When Leadership becomes a balancing act: Must you choose a side to Lead?
MANYYEARS AGO, I worked in an organisation that had no HR department. There was a personnel manager. It was not perfect, but it functioned.
Then the organisation grew. Systems evolved. And it became clear that what we needed was not just personnel management, but a fully functioning Human Resource Department. So an HR Manager was hired.
For a moment, it felt like the dawn of something different. But instead of becoming the magnet that draws management and employees together, HR slipped comfortably into the arms of management.
The department that should have been neutral ground, a balancing scale, became a sword defending one side. A quiet we and them culture took root.
Employees who once walked taller at the mention of “HR” now grumbled.
“This feels worse.”
“Who is speaking for us?” “Do we even have representation anymore?”They felt
voiceless. Exposed. Left to fight battles that should never have been theirs. Back then, I knew almost nothing about HR, only a conviction. A conviction that HR was supposed to be the bridge, not the barricade.
A mutual entity inside the organisation. The one who sees both shareholder and staff. The one who reframes emotionally charged decisions so fairness does not get swallowed by fear or favour. The one who gently turns the microscope a little to the left and says, “Don’t forget Sue.” “Have we considered how this affects Tim?”
Some leaders are inspired by the good they see. I have always been inspired by the gaps, the places where people fall through. I have always gravitated toward the battle behind the scenes, for those whose voices tremble too much to advocate for themselves. Has it been easy? No.
Has it been uncomfortable? Often. Have my motives been misunderstood?
Many times. But at the end of the day, I am, at my core, a servant leader. And servant leadership often lives in the tension between two sides, wishing you would pick one.
Welcome back to The Workplace Mirror. Today, we examine a question quietly haunting many leaders: Must leaders take sides?
We live in a culture where different is often interpreted as opposition. Where an alternative perspective is labelled disloyal. Where neutrality is viewed as weakness.
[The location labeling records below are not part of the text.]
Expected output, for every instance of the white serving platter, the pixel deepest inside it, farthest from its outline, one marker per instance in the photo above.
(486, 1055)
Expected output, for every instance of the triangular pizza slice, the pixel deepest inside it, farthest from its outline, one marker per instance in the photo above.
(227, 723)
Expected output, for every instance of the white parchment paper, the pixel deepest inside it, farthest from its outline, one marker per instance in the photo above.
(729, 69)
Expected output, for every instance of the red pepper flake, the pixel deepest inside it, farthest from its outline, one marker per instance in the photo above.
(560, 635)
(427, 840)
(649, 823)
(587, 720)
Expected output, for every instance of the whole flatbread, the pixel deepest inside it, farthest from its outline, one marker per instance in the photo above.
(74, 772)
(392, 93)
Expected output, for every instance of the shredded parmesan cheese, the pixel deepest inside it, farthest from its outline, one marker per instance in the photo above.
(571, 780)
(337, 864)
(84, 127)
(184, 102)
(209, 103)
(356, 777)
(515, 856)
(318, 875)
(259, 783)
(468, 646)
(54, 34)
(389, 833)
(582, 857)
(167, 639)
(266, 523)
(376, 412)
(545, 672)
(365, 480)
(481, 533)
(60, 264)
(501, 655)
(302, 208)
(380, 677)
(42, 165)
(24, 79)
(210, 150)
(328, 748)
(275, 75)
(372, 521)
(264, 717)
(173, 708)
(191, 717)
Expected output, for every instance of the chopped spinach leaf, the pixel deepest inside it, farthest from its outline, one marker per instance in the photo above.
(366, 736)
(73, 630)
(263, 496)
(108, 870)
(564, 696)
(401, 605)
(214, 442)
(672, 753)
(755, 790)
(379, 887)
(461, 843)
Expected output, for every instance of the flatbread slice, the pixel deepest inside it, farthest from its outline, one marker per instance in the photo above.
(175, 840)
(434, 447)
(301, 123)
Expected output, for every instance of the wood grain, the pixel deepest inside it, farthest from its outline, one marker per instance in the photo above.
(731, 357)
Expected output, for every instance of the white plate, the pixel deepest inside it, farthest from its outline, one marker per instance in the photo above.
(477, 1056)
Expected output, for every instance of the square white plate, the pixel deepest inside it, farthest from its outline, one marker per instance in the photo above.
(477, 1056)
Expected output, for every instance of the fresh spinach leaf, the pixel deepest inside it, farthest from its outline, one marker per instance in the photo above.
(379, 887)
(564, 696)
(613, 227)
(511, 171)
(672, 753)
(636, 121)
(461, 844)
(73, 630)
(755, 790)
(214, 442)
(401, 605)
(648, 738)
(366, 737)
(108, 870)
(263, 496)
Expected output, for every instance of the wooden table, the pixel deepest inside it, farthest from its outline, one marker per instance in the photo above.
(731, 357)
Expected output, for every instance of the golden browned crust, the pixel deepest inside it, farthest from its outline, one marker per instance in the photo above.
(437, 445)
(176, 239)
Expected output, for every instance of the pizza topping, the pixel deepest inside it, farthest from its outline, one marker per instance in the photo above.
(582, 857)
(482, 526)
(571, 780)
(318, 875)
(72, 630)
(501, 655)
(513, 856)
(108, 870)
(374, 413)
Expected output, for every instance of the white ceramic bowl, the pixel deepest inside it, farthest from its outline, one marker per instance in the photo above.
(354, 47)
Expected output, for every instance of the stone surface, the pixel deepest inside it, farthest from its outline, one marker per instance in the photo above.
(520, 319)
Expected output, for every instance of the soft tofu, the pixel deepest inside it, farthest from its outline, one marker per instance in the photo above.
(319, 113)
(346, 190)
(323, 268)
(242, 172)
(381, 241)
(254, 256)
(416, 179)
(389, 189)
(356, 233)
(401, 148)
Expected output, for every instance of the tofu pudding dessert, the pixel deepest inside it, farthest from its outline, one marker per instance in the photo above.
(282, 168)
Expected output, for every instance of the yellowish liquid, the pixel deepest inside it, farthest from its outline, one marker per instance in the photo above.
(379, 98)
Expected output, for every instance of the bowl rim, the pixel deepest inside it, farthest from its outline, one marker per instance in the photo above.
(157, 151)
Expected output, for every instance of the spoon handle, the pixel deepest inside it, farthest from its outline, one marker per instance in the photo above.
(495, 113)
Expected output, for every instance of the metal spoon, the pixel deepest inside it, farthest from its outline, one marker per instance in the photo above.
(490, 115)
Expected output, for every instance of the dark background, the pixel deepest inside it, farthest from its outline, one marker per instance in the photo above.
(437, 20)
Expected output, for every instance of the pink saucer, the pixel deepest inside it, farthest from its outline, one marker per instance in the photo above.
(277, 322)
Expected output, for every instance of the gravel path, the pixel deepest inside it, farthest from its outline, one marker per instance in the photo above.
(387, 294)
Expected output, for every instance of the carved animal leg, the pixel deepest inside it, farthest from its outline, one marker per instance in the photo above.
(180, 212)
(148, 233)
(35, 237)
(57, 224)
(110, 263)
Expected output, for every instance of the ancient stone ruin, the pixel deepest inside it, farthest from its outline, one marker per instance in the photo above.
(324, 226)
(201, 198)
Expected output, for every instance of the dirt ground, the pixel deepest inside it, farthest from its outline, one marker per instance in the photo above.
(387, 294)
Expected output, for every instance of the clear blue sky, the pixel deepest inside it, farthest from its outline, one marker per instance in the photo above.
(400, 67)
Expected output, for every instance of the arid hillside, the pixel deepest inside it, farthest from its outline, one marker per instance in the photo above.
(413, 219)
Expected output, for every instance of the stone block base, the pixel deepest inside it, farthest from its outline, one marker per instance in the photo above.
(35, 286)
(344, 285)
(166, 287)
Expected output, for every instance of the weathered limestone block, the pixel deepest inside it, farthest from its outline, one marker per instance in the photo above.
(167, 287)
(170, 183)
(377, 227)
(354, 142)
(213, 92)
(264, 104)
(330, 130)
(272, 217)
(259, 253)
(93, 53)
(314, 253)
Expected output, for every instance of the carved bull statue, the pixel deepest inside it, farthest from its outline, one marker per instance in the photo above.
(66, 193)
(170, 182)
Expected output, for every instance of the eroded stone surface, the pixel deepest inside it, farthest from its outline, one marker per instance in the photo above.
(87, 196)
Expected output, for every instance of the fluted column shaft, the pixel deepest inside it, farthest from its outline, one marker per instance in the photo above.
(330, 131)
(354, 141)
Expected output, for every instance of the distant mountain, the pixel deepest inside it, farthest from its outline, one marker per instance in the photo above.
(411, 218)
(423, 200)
Where healthy disagreement is discouraged because it disrupts comfort. And so leaders are pressured, subtly or publicly, to declare which “team” they are on. But a leader who is too quick to take sides loses the moral authority to lead the whole.
Side-taking creates winners and losers. Leadership creates alignment.
What Happens When Leaders Publicly Take Sides?
History and corporate culture offer sobering examples: Leaders who aligned with popularity, not principle, lost credibility.
Leaders who defended power at the expense of people lost moral legitimacy. Leaders who sided with staff against management became activists, not custodians. Leaders who remained neutral but transparent became the most trusted. These leaders listened without being swayed.T hey questioned without condemning. They created space for disagreement without creating division. They led from the middle, the most difficult but most powerful place to stand.
A wise leader does three things: Holds the tension, not the side. Communicate with clarity, even when answers are still forming.
Resist emotional alliances.
Build ethical ones instead.
You can empathise without endorsing. You can understand without aligning.
You can challenge without attacking. This is not weakness. This is maturity.
Leadership will always ask you: Can you stand firm without being rigid?
Can you be compassionate without becoming compromised? Can you hold truth in one hand and empathy in the other? Can you influence without declaring allegiance to anyone but integrity itself? Because the moment you pledge allegiance to a side, you lose the vantage point of the whole. And the whole is where real leadership lives.
Leader to leader, ask yourself: Am I leading from principle or pressure? Have I aligned with comfort instead of truth? Am I creating unity or fuelling division? Do people trust me to see all sides, not just the side that benefits me?
As an employee and a citizen, ask yourself: Do I expect leaders to take my side instead of seeking what is fair? Am I confusing disagreement with disloyalty? Am I willing to be led by someone who chooses balance over bias?